When it comes to engineering, man is not the only one who can claim success. Spiders ‘had it first’ when it comes to a system for lifting loads. They string strands of moist ‘web wire’ from a limb overhead to the object on the ground. As the web dries, it shrinks and lifts the object slightly. More wetting, more waiting, and more shrinking, results in the object eventually being hoisted right up to the spider’s nest. By this means, a spider patiently works with web cables until a selected object is high enough off the ground for the creature to build its nest. Spiders know how to spin a wall of web which can hold many times their own weight.

They have their own unique types of webs. Trade names which are marvels in geometric design and workmanship. Spiders were diving under water in air-filled diving bells long before man invented the submarine or the bathysphere. [Ed. note: See also God’s webspinners give chemists free lessons]

The first successful light bulbs marketed by Edison in the 1880s produced so much heat that they burnt out very rapidly. Even our modern light bulbs produce so much more heat than light that they are very wasteful of energy. If we could only learn from the firefly’s system, millions of dollars would be saved. They light up their lives by using a fuel called luciferin backed by a layer of reflective pigment cells covered by transparent tissue shapes to form a lens. Your car’s headlights and spotlights are patterned after that design.

A lifetime of study barely uncovers the tremendous designs which exist in the created world of nature. Beavers build large dams and spacious underground homes; wasps manufacture paper; some ants make living bridges so that their comrades can pass over water; other ants make boats from leaves to float across instead, while yet other ants practise animal husbandry, and herd aphids which they milk. Certain animals garden by planting fungi in specially prepared leaf moulds, and the famous Archer fish shoots flying insects with a stream of water, its eyes automatically correcting for optical refraction-an operation which most people cannot master however hard they try.

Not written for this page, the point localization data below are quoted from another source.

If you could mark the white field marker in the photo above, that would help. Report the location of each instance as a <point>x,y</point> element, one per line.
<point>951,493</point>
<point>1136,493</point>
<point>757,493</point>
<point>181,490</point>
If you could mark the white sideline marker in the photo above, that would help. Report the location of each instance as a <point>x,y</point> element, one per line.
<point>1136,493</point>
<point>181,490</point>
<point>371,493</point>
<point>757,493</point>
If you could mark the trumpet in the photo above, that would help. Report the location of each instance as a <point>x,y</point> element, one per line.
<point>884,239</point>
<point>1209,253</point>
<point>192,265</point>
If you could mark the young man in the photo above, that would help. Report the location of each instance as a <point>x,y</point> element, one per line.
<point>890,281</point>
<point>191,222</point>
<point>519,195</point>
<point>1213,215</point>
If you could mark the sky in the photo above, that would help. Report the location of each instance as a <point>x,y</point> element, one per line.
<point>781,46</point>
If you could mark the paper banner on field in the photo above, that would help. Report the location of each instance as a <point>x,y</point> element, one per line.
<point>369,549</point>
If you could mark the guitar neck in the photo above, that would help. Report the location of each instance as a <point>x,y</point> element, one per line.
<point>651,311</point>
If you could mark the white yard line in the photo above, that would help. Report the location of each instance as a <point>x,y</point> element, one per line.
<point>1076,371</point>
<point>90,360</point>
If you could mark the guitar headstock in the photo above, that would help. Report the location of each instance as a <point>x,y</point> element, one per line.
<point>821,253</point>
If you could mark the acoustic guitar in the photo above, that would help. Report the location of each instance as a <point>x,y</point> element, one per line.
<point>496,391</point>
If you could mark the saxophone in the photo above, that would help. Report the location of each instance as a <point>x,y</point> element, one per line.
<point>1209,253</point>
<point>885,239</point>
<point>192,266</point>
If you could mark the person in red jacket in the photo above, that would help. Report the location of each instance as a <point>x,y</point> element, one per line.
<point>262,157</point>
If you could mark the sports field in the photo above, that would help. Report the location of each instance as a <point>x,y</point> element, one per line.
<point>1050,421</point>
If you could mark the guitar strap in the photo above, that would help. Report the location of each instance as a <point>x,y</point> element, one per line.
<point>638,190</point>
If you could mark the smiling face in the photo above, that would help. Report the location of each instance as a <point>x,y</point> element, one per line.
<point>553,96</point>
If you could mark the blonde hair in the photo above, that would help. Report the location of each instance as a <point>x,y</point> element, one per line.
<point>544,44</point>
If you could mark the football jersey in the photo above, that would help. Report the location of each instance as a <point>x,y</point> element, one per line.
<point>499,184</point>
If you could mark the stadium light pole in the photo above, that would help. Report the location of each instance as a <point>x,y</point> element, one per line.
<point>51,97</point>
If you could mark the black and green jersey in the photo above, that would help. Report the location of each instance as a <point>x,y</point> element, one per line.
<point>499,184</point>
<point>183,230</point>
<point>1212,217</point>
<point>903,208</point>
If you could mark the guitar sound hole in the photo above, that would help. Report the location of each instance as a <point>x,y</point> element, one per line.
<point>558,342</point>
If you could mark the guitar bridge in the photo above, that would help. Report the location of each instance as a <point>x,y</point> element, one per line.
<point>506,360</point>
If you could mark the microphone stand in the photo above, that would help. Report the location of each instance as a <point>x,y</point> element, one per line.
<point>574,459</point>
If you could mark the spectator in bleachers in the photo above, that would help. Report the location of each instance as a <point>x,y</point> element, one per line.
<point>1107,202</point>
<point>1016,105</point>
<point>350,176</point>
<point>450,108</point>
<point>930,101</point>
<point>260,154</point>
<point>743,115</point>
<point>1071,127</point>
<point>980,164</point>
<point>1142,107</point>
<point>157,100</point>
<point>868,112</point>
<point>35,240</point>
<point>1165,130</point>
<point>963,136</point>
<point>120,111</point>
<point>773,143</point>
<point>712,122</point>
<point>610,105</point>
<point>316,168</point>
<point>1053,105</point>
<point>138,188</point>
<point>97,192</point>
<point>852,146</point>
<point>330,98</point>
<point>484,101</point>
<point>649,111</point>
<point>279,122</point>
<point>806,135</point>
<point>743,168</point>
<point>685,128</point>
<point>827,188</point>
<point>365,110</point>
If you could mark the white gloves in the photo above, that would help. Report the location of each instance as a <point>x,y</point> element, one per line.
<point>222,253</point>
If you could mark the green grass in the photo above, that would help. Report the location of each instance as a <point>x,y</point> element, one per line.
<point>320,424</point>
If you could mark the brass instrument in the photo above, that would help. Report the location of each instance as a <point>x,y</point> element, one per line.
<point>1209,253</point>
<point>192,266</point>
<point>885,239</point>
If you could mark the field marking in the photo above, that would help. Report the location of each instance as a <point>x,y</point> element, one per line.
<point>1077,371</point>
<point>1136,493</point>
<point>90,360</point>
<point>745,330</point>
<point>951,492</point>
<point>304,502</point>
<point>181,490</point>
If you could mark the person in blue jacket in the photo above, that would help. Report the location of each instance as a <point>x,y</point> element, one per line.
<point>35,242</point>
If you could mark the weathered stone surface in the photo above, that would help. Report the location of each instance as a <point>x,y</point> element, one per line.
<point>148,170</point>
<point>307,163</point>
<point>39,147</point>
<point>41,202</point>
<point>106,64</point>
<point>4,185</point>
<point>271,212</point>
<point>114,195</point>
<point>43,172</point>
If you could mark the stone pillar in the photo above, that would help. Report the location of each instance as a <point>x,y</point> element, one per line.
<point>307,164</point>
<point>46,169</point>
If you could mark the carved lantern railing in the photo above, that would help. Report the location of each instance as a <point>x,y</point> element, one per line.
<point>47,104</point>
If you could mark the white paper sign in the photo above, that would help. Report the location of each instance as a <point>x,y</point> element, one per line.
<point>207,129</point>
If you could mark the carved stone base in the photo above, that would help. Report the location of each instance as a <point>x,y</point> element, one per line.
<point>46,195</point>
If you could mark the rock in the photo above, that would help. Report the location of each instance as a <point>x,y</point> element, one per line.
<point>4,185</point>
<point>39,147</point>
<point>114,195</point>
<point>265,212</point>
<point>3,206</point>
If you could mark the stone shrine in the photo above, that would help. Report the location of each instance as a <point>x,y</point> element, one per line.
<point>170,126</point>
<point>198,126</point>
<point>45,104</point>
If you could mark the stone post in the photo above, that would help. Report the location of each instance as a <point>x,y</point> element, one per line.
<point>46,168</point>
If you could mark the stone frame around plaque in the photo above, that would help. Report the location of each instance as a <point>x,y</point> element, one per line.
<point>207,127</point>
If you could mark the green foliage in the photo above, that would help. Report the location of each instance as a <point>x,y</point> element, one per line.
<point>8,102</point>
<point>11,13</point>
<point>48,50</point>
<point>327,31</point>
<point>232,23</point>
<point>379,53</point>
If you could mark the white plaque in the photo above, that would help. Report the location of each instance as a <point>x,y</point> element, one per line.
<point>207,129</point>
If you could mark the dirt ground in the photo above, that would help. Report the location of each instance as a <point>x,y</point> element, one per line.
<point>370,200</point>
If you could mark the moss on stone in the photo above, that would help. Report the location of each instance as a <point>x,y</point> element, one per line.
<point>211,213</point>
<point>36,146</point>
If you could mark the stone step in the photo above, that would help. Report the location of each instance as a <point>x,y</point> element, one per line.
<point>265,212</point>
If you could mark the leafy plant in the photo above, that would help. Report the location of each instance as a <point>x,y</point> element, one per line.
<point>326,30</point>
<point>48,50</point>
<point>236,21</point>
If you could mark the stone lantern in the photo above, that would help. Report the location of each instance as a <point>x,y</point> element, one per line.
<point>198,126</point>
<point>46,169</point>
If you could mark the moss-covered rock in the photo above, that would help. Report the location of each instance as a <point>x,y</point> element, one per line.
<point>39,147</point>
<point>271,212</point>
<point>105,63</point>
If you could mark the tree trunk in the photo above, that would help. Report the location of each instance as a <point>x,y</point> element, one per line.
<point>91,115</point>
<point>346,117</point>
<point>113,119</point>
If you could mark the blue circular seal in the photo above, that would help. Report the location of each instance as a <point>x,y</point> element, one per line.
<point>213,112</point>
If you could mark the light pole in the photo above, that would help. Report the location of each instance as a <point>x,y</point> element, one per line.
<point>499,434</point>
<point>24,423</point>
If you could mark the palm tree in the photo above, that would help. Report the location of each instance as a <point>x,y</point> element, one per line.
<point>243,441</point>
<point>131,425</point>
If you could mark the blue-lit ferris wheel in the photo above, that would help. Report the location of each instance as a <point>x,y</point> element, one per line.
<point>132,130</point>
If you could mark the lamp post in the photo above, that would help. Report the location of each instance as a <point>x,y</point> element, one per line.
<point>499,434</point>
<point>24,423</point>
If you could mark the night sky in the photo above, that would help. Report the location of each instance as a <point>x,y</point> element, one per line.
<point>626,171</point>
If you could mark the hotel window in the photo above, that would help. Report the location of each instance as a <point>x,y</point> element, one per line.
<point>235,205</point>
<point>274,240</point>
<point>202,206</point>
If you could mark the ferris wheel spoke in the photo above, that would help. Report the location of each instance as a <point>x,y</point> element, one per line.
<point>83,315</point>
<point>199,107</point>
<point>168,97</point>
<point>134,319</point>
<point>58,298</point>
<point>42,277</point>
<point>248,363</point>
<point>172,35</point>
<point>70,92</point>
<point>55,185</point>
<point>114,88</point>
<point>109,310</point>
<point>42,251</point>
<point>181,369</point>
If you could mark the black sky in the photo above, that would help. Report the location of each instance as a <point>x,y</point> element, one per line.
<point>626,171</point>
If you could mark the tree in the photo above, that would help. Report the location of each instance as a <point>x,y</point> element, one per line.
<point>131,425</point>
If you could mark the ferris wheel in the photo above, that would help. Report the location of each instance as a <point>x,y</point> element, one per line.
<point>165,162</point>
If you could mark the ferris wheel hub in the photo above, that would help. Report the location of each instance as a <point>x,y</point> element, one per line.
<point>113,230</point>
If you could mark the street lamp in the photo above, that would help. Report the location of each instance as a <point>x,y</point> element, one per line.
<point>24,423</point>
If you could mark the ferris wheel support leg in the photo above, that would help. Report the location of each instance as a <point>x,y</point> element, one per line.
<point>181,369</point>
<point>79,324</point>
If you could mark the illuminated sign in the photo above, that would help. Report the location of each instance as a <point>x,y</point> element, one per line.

What can we conclude from this? Certainly not that blind chance or accident is the rule of law in nature. There are too many rules, too many laws and too much evidence of design to reach that conclusion rationally. As man learns more of the marvellous designs implanted in creation, he should be moved to appreciate evermore the wisdom of the God who made it all. The evidence of His handiwork is so obvious that not only do the heavens declare His glory, but the earth shows the evidence of His design. So much so that men are without excuse if they deny it.